Politologues, sociologues, universitaires et autres figures tchèques et françaises se sont réunies, récemment, à Prague, pour se pencher sur différents aspects de la citoyenneté européenne. Ceci à un moment quelque peu spécifique pour les populations européennes, comme l'a d'ailleurs mis en évidence, à l'occasion de l'ouverture du colloque, l'ambassadeur de la République française à Prague, M. Joël de Zorzi : « Nous sentons bien qu'il y a une crise de la représentation démocratique, dans de très nombreux pays, y compris en Europe centrale... Effectivement, il y a un mal qui touche toutes les démocraties et il faut se pencher là-dessus... ».
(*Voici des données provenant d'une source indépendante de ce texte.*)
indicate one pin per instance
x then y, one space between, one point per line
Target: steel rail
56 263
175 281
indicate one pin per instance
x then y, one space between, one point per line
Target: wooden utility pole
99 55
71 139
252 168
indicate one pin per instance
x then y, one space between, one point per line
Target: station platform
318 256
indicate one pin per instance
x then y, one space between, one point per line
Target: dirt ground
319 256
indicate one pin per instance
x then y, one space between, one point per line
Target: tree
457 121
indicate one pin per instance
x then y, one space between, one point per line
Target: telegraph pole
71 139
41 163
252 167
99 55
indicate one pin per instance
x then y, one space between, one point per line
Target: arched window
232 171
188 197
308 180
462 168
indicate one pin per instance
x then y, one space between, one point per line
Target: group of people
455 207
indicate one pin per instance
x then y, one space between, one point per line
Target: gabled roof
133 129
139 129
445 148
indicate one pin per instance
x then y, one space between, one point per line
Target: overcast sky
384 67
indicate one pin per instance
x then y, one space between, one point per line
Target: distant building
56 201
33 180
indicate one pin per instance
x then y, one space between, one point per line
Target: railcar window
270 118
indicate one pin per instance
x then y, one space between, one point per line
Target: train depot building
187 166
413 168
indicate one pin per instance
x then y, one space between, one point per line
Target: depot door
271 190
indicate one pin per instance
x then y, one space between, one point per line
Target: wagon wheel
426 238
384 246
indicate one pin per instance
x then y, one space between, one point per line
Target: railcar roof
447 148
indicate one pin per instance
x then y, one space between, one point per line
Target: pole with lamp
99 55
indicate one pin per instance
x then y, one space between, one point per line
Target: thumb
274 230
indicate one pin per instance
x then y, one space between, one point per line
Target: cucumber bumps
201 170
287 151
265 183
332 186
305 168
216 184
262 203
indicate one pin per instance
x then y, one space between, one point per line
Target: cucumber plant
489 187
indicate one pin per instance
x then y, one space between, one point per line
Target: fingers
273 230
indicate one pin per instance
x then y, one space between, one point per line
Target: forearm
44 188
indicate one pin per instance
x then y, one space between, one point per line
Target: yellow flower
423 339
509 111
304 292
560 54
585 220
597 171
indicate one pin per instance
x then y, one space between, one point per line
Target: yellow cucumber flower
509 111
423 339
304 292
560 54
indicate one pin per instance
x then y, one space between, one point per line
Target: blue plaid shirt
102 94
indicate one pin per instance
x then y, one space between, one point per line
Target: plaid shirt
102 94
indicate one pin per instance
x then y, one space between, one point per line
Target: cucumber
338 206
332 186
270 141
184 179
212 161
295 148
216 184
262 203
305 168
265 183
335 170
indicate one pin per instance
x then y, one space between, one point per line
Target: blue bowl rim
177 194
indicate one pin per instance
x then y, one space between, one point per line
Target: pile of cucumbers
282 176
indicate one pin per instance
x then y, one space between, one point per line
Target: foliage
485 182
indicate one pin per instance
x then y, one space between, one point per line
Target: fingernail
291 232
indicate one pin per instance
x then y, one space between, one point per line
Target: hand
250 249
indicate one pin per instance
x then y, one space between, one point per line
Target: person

« Ce qui est frappant c'est quand on regarde les vingt-cinq pays - on a pu le constater après les élections européennes - on voit qu'il y a très peu d'abstentionnistes qui s'abstiennent d'une manière constante, ce que l'on appelle l'abstentionnisme structurel ou d'indifférence. D'après un sondage postélectoral, 80 % sont des abstentionnistes intermittents. Ce qui augmente, ce n'est pas donc l'abstentionnisme d'indifférence, mais un abstentionnisme à forte dimension politique qui concerne les citoyens qui ont un intérêt pour la politique mais qui ne se retrouvent pas dans le système politique tel qu'il fonctionne et dans l'offre politique... ».
Que reste-t-il du message des dissidents ? Voilà la question qui a été également soulevée au cours du colloque qui a eu lieu au Centre français de recherche en sciences sociales. Je vous propose d'écouter une partie de la réflexion de Jacques Rupnick, directeur de recherche au Centre d'études et de recherches internationales.
« Le contexte est marqué par deux caractéristiques. La bonne nouvelle, c'est que ceux qui avaient connu des échecs dans la première vague de la transition démocratique après 89 ont eu le droit au repêchage, en quelque sorte. Il y a eu une deuxième vague, en Slovaquie, dans les Balkans, à Kiev, dans le Caucase, où il y avait une nouvelle vague de révolution démocratique. Donc l'héritage de 89 a trouvé en quelque sorte son prolongement dans ces événements-là. Mais la mauvaise nouvelle, c'est que même ceux qui avaient consolidé leurs démocraties après 89, sont déjà fatigués. Nous avons aujourd'hui une démocratie qui souffre de symptômes prématurés de la crise de la représentation démocratique ».
Les dissidents en République tchèque ont été pratiquement eclipsés de la grande politique. Est-ce une évolution à laquelle on aurait pu s'attendre ? Le point de vue d'Antonella Cappelle, du CERI également.
« On pouvait effectivement s'y attendre, Si l'on analyse le point de départ, la place des dissidents dans la société de l'Europe de l'Est, de l'Europe centrale, dans les années 70, 80, on voit qu'ils étaient relativement isolés dans la société et qu'on a pu vivre un moment en 1989 dans l'illusion de cette rencontre entre les dissidents et la société. Cette illusion s'est bientôt dissipée. Les dissidents qui sont restés en politique ont finalement adopté les moeurs politiques de leurs adversaires et on peut dire qu'ils ont trahi, en quelque sorte, leur message initiale ».
Et quel est le message des dissidents aux yeux de Marek Ziolkowski de l'Université de Poznan, en Pologne ? Est-il toujours présent ou bien s'est-il effacé avec le temps ?
« L'héritage des dissidents n'est pas mort. Les dissidents ont réalisé leur rêve. Leur but a été réalisé, celui de bâtir une société tout à fait libre. Je crois que c'était la première phase nécessaire, mais pas suffisante pour atteindre d'autres buts. Dans quelques éléments, c'était naïf. Les dissidents parlaient toujours de la dimension politique, mais ils n'ont jamais touché les questions économiques, les questions liées à la vie quotidienne qui pour les populations de l'Europe centrale sont maintenant le défi principal. Il faut justement s'adapter à ces insuffisances de la vie quotidienne ».